Jamin Warren talked about this a few years ago.
I think it's a mixture of being jaded after playing so many games and lack of time. I'm in the last year of my 20s and I don't think I'll ever play a game like Dragon Age: Inquisition again. I'm questioning if I should even bother finishing it. By my estimation, I'm only about 60-70% way through the content even though I've sunk 60 hours into the game.
The problem is a lot of the content is frustrating. The horse-riding is awful. The inventory and crafting systems are a mess. Every boss encounter feels the same. The difficulty scales badly -- the beginning is way too hard because you only have a handful of abilities. By the end, things become too easy, so you have to ramp it up. The war board is a totally unnecessary time sink and there's no easy way to tell which ones are worth pursuing (ones that will lead to quests or fulfilling quests rather than just resource gathering).
In my teens and early 20s, I didn't mind dealing with stuff like this because I had so much time. But now? I could be spending my leisure time doing things a lot more fulfilling than farming for herbs in a single-player game. I've done too much of these grinds to still feel excited about them.

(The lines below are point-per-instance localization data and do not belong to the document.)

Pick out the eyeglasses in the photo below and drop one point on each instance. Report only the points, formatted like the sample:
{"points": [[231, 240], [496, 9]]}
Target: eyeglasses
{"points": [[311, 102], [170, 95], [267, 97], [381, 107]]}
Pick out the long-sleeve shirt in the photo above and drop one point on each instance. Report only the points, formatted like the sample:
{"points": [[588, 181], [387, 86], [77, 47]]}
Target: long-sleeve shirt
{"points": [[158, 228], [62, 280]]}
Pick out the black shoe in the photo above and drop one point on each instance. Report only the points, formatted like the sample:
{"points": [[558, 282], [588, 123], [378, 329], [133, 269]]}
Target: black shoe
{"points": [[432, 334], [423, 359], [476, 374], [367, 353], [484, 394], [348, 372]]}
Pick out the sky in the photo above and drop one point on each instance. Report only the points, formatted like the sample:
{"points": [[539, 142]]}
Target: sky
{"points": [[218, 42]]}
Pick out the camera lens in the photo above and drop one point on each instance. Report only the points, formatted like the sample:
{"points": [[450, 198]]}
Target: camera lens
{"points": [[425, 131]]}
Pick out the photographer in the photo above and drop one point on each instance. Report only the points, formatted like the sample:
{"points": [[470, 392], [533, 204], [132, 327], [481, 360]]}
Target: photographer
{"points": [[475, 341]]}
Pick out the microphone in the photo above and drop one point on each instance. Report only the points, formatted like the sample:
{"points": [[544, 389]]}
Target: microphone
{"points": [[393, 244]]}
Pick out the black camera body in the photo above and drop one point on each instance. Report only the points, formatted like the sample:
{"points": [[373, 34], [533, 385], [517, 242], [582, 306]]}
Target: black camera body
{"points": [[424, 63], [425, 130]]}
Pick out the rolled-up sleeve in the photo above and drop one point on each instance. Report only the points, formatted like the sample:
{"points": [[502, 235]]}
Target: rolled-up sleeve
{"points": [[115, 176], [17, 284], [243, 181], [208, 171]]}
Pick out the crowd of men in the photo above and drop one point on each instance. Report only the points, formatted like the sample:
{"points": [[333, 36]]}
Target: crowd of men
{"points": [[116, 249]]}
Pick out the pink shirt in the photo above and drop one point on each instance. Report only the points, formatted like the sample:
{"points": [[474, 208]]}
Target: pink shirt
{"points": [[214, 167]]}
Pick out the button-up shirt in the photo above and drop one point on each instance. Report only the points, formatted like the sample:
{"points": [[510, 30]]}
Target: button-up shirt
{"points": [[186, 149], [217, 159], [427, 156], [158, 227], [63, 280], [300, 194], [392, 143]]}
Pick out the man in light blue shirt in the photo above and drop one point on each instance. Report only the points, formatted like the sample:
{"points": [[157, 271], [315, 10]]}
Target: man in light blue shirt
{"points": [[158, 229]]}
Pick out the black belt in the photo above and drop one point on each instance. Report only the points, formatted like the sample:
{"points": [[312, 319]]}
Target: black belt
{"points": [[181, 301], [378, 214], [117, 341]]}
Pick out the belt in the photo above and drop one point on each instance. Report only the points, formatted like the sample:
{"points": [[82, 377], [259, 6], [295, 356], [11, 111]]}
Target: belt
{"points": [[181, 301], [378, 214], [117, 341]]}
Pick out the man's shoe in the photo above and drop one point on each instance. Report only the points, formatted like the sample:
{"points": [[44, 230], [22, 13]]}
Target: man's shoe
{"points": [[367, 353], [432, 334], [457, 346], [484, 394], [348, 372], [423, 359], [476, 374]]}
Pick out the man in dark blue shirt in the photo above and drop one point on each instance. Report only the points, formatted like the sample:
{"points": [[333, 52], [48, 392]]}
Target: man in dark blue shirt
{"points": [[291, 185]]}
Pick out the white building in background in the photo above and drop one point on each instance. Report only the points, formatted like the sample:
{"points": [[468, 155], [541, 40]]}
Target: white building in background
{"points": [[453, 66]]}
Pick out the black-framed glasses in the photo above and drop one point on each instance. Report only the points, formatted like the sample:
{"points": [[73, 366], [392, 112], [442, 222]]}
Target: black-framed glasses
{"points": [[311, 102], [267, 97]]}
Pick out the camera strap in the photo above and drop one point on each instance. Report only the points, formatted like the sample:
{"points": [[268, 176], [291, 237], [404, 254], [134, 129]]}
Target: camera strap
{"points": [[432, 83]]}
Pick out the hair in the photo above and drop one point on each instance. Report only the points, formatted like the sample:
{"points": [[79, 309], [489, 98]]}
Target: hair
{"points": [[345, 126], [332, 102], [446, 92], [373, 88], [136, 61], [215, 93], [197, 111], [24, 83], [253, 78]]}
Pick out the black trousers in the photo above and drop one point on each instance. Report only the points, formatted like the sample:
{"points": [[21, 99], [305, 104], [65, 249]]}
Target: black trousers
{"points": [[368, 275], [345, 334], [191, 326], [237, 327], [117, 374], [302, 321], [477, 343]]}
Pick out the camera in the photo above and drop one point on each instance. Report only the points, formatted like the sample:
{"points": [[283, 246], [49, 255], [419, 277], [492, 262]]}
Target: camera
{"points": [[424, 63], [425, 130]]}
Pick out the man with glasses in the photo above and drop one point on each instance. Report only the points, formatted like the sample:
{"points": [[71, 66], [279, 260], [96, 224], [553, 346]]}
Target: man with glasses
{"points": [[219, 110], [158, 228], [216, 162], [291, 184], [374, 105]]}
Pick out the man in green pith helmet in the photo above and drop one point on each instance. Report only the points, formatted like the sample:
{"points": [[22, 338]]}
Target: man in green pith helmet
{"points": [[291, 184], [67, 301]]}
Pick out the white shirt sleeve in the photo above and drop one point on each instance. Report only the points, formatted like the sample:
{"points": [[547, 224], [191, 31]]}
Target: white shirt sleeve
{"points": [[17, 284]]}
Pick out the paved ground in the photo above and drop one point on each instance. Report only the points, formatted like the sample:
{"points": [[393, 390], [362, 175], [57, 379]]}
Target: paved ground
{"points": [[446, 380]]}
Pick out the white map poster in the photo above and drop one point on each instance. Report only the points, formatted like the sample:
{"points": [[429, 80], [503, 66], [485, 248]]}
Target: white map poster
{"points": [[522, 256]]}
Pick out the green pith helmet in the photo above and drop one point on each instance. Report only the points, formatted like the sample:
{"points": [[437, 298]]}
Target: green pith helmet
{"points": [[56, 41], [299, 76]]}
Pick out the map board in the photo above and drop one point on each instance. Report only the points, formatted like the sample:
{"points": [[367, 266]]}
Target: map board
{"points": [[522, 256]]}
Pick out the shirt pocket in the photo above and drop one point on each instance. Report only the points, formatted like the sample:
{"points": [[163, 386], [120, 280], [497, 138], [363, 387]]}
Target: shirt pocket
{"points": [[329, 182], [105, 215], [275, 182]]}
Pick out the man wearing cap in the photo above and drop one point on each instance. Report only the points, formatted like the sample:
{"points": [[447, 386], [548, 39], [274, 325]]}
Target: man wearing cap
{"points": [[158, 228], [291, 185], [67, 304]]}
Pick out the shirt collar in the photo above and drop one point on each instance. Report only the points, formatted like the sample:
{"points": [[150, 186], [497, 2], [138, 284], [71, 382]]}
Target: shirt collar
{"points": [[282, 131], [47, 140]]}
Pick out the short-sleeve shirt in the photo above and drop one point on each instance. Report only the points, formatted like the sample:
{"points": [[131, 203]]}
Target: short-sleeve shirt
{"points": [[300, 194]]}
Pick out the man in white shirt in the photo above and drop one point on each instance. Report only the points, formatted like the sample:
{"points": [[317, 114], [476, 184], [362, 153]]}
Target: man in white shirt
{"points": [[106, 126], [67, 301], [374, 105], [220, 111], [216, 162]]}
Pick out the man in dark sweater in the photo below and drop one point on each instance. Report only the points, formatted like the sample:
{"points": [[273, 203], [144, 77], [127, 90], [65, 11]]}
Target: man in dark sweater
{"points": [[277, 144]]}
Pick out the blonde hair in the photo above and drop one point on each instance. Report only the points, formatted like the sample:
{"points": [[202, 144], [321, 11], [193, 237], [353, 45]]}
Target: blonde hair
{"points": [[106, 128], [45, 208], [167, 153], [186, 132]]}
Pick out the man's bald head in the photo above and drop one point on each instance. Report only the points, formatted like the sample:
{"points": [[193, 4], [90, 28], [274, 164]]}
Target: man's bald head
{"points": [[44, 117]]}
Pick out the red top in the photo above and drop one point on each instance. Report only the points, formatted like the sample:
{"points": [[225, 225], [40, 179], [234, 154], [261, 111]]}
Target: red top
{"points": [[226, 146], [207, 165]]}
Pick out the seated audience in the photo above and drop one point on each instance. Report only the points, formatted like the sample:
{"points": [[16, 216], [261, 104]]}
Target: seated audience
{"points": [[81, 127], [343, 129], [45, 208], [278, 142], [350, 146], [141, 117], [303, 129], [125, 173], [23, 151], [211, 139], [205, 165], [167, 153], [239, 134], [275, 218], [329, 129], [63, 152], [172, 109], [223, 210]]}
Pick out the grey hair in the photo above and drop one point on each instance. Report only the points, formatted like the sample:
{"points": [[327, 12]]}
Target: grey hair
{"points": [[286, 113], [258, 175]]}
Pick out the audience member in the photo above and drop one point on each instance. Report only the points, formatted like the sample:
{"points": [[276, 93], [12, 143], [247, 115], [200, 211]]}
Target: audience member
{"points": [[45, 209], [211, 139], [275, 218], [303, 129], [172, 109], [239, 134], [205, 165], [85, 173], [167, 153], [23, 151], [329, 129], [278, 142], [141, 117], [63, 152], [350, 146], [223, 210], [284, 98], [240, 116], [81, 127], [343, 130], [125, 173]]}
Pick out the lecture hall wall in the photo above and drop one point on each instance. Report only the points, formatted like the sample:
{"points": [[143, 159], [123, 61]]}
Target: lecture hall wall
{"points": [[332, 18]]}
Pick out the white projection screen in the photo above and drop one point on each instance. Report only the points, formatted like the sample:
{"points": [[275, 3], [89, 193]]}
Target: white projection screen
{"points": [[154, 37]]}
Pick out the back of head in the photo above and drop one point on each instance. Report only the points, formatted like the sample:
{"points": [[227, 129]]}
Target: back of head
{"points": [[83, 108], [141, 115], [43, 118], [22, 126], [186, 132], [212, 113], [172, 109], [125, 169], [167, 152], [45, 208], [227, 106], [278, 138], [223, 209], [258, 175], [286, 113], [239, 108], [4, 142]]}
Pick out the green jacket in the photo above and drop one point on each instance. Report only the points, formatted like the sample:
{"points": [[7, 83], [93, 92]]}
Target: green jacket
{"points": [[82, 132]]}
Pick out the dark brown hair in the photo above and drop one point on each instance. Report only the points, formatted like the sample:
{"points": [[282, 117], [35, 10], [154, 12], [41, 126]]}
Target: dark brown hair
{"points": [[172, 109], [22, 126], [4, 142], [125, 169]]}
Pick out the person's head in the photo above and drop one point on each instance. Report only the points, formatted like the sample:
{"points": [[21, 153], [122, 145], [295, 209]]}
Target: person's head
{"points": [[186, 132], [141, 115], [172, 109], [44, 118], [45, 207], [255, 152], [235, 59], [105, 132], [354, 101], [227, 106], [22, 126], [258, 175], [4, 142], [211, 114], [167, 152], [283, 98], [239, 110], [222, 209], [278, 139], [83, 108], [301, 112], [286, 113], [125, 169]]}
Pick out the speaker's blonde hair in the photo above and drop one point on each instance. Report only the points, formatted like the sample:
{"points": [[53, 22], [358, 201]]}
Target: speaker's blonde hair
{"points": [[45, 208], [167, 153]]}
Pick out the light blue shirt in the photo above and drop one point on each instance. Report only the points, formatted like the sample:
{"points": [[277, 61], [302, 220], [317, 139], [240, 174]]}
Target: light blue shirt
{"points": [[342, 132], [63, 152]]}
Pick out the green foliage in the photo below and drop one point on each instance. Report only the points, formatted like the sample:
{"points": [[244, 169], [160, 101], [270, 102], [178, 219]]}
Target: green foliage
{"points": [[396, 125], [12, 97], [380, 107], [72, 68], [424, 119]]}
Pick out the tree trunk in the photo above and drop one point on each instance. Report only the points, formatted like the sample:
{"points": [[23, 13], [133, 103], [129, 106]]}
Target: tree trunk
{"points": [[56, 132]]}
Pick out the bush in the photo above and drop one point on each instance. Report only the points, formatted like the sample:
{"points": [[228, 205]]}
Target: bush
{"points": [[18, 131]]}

Which is why Mass Effect 2 was such a phenomenal RPG to me. It cut out all the BS. No grinding, gathering is kept to a minimum, and all your missions were tied to progressing the story somehow. It wasn't a short game and everything in it was meaningful content. And no inventory system! Everyone cried bloody murder when Bioware removed the inventory system but think of how much time you waste killing bad guys and then shuffling around collecting every damn thing on their bodies.
More game designers need to learn from Mass Effect and the Arkham series. Arkham did collectible farming perfectly. Exploration was so satisfying in that game. Gliding around was fun and you had to use a variety of tools and exercise your wits to get them. Gathering each collectible was like a puzzle, and moreover, it didn't feel like pointless farming because all the collectibles led to story progression and quests. When I was grabbing Riddler trophies, I wasn't just doing them for an achievement or to unlock an item. I was literally hunting down the Riddler. I was unlocking dungeons to save cops from. It led to enjoyable content.
The filler design we so often see is just the modern version of fake difficulty. It's a cheap, thoughtless way to pad in gameplay hours. Now that I'm older, I see it for what it is and no longer have a high tolerance for it.